Today, in addition to being the Gold Standard diagnostic technique for the investigation of the uterine cavity, hysteroscopy has proven to be an effective and minimally invasive treatment for infertility, early pregnancy loss and chronic abnormal uterine bleeding. Some of the most common uterine pathologic conditions treated by hysteroscopy are polyps, adhesions and fibroids, but there is whole spectrum of uterine pathology that hysteroscopy is the treatment method of choice (see under indications). Even in patients without intrauterine pathology, hysteroscopy can be extremely beneficial as for example, in cases of unexplained repeated implantation failure in IVF.
Hysteroscopy allows the direct visualization of the uterine cavity through a rigid, semi‐rigid or flexible endoscope. The hysteroscope consists of a rigid telescope with a proximal eyepiece and a distal objective lens that may be at 0° to allow direct viewing or offset angled at various angles to provide a fore‐oblique view. Advances in fiberoptic technology have led to the miniaturization of the telescopes without compromising the image quality. The total working diameters of modern diagnostic hysteroscopes are typically 2.5 mm to 4.0 mm. Operative hysteroscopy requires adequate visualization through a continuous fluid circulation using an inflow and an outflow channel. The outer diameters of modern operative hysteroscopes have been reduced to a diameter between 4.0 mm and 5.5 mm. The sheath system contains one or two 1.6 mm to 2.0 mm working channels for the insertion of small grasping or biopsy forceps, scissors, myoma fixation instruments, retraction loops, morcellators (surgical instruments used to divide and remove tissue during endoscopic surgery) and aspiration cannula, or unipolar or bipolar electro- diathermy instruments.

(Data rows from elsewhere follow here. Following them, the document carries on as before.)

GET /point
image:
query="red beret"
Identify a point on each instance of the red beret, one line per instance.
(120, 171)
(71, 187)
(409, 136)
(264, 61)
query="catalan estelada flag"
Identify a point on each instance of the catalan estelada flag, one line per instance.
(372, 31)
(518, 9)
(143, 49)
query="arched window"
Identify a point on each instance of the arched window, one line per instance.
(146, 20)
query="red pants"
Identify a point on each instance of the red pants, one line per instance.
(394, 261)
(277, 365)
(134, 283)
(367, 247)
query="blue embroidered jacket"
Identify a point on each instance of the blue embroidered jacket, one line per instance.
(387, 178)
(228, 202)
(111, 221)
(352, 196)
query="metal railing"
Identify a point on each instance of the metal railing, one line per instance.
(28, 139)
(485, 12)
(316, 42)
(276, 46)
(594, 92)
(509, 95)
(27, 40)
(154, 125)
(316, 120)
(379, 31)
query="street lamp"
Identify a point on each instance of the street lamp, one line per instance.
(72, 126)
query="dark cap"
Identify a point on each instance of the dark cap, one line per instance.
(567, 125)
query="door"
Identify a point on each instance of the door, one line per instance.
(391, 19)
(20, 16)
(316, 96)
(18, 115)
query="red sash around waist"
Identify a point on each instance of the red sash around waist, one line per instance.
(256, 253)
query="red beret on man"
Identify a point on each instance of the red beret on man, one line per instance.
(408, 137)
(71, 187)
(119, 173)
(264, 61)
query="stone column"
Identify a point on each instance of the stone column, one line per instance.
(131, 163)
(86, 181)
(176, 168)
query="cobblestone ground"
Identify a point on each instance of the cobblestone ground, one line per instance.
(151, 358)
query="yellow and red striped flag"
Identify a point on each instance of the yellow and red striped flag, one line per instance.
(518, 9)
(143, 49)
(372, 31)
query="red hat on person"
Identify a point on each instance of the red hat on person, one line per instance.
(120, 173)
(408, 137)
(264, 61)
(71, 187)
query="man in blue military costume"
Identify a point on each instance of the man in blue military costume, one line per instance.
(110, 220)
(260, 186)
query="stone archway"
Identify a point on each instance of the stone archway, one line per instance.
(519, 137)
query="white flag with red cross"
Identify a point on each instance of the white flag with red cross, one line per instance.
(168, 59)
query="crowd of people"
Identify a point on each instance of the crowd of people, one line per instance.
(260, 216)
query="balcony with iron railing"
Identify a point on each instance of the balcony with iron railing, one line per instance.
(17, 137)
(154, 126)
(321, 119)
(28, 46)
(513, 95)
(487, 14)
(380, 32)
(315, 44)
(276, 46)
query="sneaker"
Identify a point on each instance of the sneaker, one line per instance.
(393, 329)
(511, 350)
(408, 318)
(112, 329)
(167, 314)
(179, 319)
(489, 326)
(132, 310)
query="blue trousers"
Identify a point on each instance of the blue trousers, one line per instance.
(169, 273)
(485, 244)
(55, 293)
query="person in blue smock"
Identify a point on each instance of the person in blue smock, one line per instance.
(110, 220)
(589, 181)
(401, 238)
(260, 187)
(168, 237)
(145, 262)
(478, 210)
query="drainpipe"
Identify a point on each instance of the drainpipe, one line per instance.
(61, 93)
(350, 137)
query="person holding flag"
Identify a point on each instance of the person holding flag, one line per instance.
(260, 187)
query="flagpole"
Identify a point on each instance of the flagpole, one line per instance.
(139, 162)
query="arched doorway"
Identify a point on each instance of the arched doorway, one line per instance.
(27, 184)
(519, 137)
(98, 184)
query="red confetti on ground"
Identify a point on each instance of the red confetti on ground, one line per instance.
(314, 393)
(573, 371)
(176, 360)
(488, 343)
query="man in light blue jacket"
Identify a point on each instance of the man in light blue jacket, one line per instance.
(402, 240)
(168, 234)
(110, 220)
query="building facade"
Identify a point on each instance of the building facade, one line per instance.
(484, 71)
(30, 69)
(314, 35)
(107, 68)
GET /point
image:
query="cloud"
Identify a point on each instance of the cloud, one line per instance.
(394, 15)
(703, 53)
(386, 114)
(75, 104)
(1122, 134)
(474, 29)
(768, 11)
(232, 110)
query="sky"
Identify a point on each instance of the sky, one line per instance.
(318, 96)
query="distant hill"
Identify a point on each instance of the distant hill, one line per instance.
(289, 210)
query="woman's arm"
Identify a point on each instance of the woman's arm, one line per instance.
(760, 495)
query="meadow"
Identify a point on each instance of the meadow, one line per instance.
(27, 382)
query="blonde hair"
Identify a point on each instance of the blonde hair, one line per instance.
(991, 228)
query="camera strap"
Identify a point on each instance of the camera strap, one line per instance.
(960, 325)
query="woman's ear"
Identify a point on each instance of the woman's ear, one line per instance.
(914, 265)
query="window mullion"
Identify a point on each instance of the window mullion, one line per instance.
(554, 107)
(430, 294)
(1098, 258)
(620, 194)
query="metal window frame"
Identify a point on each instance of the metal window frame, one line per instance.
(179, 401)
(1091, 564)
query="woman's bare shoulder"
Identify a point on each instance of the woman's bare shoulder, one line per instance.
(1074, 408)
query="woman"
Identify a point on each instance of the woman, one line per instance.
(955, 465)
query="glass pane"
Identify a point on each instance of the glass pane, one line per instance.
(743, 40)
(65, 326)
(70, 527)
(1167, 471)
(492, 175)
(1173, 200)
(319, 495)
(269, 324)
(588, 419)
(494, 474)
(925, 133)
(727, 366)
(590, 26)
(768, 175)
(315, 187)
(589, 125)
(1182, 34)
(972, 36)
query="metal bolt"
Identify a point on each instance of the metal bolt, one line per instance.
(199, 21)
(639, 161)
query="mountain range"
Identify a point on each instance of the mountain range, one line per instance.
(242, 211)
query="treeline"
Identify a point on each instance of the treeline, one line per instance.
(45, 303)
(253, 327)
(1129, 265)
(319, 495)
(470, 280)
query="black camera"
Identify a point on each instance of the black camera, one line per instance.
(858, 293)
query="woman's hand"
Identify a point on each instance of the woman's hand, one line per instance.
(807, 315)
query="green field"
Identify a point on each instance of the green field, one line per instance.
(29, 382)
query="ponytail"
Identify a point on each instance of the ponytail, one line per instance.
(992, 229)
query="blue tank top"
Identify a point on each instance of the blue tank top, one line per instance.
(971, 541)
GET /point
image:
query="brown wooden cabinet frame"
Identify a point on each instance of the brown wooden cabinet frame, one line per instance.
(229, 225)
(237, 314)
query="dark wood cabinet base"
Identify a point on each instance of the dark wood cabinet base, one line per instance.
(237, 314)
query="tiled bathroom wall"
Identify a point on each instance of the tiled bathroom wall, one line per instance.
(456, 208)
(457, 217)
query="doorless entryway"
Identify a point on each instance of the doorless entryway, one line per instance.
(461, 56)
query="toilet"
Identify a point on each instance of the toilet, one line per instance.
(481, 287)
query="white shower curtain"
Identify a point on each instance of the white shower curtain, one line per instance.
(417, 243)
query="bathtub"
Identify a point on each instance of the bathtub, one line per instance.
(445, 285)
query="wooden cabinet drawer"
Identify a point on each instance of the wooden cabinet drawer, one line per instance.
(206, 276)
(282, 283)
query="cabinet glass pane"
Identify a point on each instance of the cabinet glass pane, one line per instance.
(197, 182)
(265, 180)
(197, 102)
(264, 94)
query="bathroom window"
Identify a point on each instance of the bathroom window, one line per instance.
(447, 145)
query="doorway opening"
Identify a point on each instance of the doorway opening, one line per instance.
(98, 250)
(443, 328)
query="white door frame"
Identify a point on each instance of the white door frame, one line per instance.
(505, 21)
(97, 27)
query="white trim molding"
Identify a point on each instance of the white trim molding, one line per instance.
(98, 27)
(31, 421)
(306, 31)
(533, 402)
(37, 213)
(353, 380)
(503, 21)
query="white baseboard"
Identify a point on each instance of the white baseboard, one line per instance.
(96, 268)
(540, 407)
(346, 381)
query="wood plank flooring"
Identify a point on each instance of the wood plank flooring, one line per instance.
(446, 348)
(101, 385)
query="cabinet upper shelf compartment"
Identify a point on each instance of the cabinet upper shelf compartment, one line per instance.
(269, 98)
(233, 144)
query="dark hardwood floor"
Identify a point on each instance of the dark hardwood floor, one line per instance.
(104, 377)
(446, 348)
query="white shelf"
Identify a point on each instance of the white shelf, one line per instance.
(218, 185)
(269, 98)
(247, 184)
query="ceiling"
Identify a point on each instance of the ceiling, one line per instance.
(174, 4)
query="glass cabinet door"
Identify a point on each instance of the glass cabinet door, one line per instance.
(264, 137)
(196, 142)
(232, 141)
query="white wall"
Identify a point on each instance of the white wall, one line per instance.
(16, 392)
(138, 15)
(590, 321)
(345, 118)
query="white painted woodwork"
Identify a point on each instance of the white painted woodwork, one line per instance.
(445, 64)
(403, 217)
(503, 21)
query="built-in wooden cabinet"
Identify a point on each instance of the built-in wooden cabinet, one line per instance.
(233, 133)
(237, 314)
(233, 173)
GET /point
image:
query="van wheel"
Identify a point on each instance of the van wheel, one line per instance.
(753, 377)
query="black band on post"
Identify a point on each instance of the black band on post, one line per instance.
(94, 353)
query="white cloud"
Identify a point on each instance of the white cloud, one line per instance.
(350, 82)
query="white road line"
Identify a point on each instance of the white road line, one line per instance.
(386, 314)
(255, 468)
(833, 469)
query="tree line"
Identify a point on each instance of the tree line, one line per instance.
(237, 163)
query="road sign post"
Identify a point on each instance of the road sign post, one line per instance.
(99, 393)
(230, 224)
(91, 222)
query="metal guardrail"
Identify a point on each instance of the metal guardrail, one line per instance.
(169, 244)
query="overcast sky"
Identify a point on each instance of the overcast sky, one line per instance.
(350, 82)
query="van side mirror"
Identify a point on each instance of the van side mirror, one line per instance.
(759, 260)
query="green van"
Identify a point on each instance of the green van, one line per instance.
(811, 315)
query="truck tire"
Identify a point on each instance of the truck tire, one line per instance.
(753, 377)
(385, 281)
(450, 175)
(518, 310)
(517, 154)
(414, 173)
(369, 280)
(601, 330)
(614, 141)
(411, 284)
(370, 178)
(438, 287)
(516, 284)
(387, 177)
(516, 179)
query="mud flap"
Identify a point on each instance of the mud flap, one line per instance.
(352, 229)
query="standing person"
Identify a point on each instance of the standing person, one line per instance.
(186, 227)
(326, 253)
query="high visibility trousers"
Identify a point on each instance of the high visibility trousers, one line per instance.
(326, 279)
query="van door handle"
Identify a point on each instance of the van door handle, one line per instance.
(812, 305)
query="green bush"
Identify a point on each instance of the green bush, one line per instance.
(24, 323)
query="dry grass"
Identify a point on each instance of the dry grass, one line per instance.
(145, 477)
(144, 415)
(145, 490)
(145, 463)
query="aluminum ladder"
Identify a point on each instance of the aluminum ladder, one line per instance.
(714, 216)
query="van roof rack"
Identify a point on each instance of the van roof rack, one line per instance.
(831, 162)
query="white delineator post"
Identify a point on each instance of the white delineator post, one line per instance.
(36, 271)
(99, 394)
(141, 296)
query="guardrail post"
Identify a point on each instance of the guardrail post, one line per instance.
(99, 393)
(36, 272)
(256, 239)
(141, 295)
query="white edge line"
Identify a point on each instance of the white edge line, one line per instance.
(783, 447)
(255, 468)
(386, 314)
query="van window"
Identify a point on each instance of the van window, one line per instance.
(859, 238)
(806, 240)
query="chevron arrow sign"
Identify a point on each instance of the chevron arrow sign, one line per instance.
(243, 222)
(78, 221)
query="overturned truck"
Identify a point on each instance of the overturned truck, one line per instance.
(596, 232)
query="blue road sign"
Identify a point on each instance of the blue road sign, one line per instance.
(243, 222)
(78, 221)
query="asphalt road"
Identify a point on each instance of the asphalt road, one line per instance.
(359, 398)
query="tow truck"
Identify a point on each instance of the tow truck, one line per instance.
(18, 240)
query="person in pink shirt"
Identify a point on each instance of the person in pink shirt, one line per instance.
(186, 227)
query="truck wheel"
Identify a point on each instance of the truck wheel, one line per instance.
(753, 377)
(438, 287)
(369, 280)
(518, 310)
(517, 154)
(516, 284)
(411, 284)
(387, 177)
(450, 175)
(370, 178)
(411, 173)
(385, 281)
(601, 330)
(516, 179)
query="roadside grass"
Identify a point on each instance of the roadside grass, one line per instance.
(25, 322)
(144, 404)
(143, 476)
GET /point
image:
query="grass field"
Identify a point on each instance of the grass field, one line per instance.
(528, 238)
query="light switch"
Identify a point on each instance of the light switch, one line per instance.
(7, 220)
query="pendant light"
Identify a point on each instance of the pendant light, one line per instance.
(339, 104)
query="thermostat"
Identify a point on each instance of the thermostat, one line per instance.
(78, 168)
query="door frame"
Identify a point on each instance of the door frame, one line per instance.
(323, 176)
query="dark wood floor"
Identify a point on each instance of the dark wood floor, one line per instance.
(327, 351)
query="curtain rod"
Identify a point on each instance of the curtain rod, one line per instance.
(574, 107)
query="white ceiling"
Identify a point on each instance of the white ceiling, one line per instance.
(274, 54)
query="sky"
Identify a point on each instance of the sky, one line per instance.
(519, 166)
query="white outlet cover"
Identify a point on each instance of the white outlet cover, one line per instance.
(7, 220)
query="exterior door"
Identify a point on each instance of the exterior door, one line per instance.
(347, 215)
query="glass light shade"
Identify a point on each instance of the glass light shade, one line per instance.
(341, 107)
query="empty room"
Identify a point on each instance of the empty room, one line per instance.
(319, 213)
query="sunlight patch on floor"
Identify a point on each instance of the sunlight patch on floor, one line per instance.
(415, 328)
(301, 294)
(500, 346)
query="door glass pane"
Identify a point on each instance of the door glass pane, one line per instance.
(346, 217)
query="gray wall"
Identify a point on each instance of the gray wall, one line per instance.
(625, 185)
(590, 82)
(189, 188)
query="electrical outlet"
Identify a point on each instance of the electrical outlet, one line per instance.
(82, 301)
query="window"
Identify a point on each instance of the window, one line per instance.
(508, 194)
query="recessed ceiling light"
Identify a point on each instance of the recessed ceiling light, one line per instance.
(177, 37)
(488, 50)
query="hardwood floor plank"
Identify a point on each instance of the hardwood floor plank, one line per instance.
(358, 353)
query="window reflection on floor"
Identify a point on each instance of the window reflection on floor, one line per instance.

Most diagnostic and minor operative procedures can be done in a clinic setting using local anesthesia and fluid distension media, while more complex procedures are generally performed as day surgery under general anesthesia. Operative hysteroscopic procedures require a complex instrumentation setup, special training of the surgeon, and appropriate knowledge and management of complications.